# Longevity of 12" x 12" dark cork tiles



## RyanD (Jul 18, 2006)

For those who have use the cork tiles (3/8" or 1 inch thick) how long have the tiles lasted in the high humidity? Any pictures? 

Amazon.com: Board Dudes 12" x 12" Dark Cork Tiles, 4-Pack (82VA-4): Office Products 

I purchased these dark cork tiles from Hobby Lobby, these are only 3/8" thick compared to the 1" some have used on here. They are pressure steamed and have no glue used to hold them together. Thus frog safe. They do have a camp fire smell smoke, but from what I've read it disappears after a while. 

I am looking at doing 3 20H vert backgrounds with these, covering all three sides. I decided I don't like the algae growth on the sides of the vert tank; i'd rather have plant mounting/growing area. I like that the flatter background give more room for plants, the 3D great stuff gets covered by plants after a year anyways. Should be super easy and fast to make the background, rather than the time consuming greatstuff/coco fiber. Keeping it simple.

These tiles are also easier to get a hold of than ordering a bunch of virgin cork bark.


----------



## RyanD (Jul 18, 2006)

I think I'm just gonna use the tiles I have. There wasn't a ton of info on here as far as how well they hold up, but I guess we will see. 

Finally found some pictures of what I plan on doing! Thank you Mantellaprince20



Mantellaprince20 said:


> I had a request to take some updated shots of my vivs, so I am posting them all here with the links to them when first planted. Enjoy!
> 
> http://www.dendroboard.com/forum/members-frogs-vivariums/91318-updated-photos-my-vivs.html
> 
> ...


From this thread: http://www.dendroboard.com/forum/general-discussion/93918-curious-how-you-all-handle-your-racks.html 


Eric Walker said:


> I actually picked up some of these tiles at menards alittle while back. When i opened it i noticed that they smelt heavily of smoke. i was a little nervous about using them. I soaked them in hot water multiple times and placed them right next to my home air purification unit for a few days because that thing will suck the paint smell out of wall painted months prior. They still have a faint smoke smell. Do the ones you get have that smoky smell to them? and is that how they get them that darker color? iv been holding off on using them until i can find out more about them.





pdfCrazy said:


> These tiles are steamed at a very high temp so that the natural resins in the cork wood hold the conglomeration together without using any actual glue. What you are smellign is probably from that high heat. I have these tiles in about 5 tanks, all are doing well.

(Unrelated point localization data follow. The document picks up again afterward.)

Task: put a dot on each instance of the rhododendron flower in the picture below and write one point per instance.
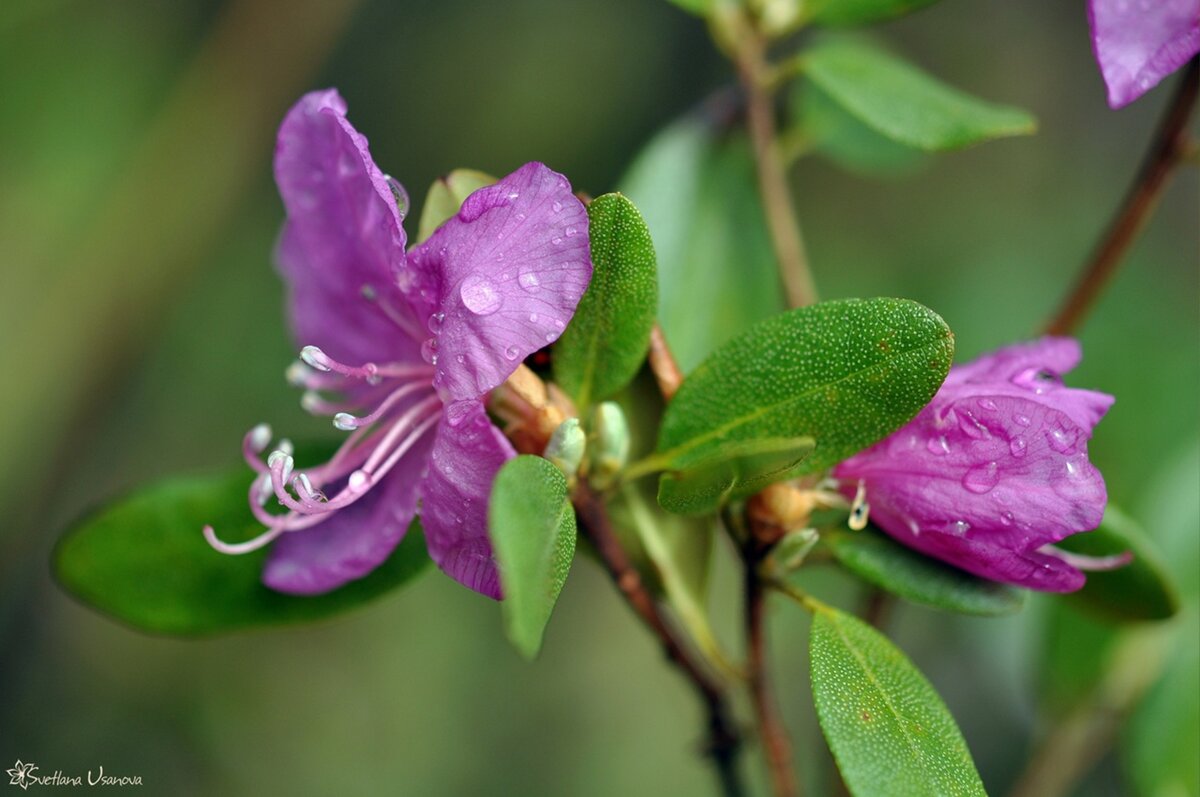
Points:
(994, 469)
(1139, 42)
(400, 348)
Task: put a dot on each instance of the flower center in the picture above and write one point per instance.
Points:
(401, 406)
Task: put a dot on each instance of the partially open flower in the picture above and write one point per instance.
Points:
(401, 348)
(994, 469)
(1139, 42)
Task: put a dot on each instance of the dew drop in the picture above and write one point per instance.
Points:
(959, 528)
(430, 351)
(939, 445)
(1062, 439)
(480, 295)
(528, 279)
(972, 427)
(982, 478)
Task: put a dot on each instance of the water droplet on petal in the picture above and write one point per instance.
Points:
(939, 445)
(528, 279)
(429, 351)
(959, 528)
(1062, 439)
(982, 478)
(480, 294)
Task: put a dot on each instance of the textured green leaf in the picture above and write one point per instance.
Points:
(861, 12)
(879, 559)
(445, 196)
(845, 373)
(1163, 735)
(904, 103)
(737, 469)
(845, 139)
(888, 730)
(143, 561)
(532, 526)
(717, 270)
(606, 341)
(1140, 591)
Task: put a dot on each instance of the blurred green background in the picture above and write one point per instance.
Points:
(143, 334)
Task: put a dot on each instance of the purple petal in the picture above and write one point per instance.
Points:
(354, 540)
(467, 454)
(1139, 42)
(343, 239)
(1030, 370)
(502, 279)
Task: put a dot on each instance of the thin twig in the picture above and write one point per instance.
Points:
(754, 71)
(1168, 149)
(723, 737)
(772, 732)
(663, 364)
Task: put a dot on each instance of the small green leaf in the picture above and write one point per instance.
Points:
(846, 141)
(887, 727)
(696, 190)
(737, 469)
(845, 373)
(1141, 589)
(879, 559)
(861, 12)
(606, 341)
(904, 103)
(143, 561)
(445, 197)
(532, 526)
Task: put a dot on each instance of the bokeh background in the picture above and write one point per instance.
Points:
(142, 334)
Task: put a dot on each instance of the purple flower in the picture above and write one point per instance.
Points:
(994, 469)
(400, 348)
(1139, 42)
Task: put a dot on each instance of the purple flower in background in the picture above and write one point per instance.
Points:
(1139, 42)
(994, 469)
(408, 341)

From http://www.dendroboard.com/forum/parts-construction/90814-tree-fern-panels-other-methods.html


frograck said:


> I like tree fern. I've used it a lot in my own vivs. It is dark, natural, and great for plants.
> 
> However, I've mostly switched to using dark pressed cork panels. It is different from the cork Oma bulletin board. This stuff is a dark brown colorist is manufactured by pressing little pieces of cork together under pressure and heat. In this process, the natural resins in the cork bind the pieces together and cause the darker color.
> No chemicals, inexpensive, easy to cut and apply, requires very small amount of silicone looks good, holds up forever even ivery wet situations, is a more sustainable natural resource. I suppose it is not quite as good of a substrate for epiphytes as tree fern, but I have plenty of vines, brooms, and orchids growing on it.
> ...


From: http://www.dendroboard.com/forum/parts-construction/81651-cork-board-safe.html


Mantellaprince20 said:


> I would avoid the thin sheets, they will last a while, but tend to fall apart. I use a product that is 1"thick and seems to hold up pretty well.





Mantellaprince20 said:


> this product would definitely not hold up to a moniter, it is a very soft material and does not have an industrial glue. It is indeed just heated, which causes the natural cork resins to glue the chunks together. That is why I like this product, I really cut down my nasty chemical use on the viv (ie much less silicone to adhere these as background over gluing coco to foam).
> 
> I have had the thin sheets hold up for about 5 years, however when I go to trim plants back (oak leaf fig), i tend to rip large chunks out due to roots. The thicker stuff seems to be much more stable, I am using it for orchid and plant mounts, backgrounds, etc etc. I am estimating that the thicker will last or hold up much longer, but we will see. The othe rproblem is drying, if you let the viv completely dry out, say if it were not in use for a few months and you aren't misting it, the thinner sheets tend to just crumple. When rehydrated, they sometimes come back, but for the most part it just falls apart from there.
> 
> ...


----------



## TheCoon (Feb 8, 2011)

I was also looking at these cork sheets in Hobby Lobby the other day. I appreciate you taking the time to put all of those posts together for us, very helpful! Good Luck with your viv, I think I'll start on mine today with these.


----------



## therizman2 (Jul 20, 2008)

Mantellaprince (Ed) uses the 1" thick ones, and I do as well. I would worry about the 3/8" thick ones would fall apart if you ever tried to take plants back off of it. With the 1", you can lose some of the cork and it isnt a huge deal. 
I have had them in a tank for a couple years now, and no issues that I notice. I have had no issues with any plants on it either, mosses, ferns, epiphytes all do very well on it. Plus they are easy to cut to size, and silicone in and have a tank ready to go pretty quickly.


----------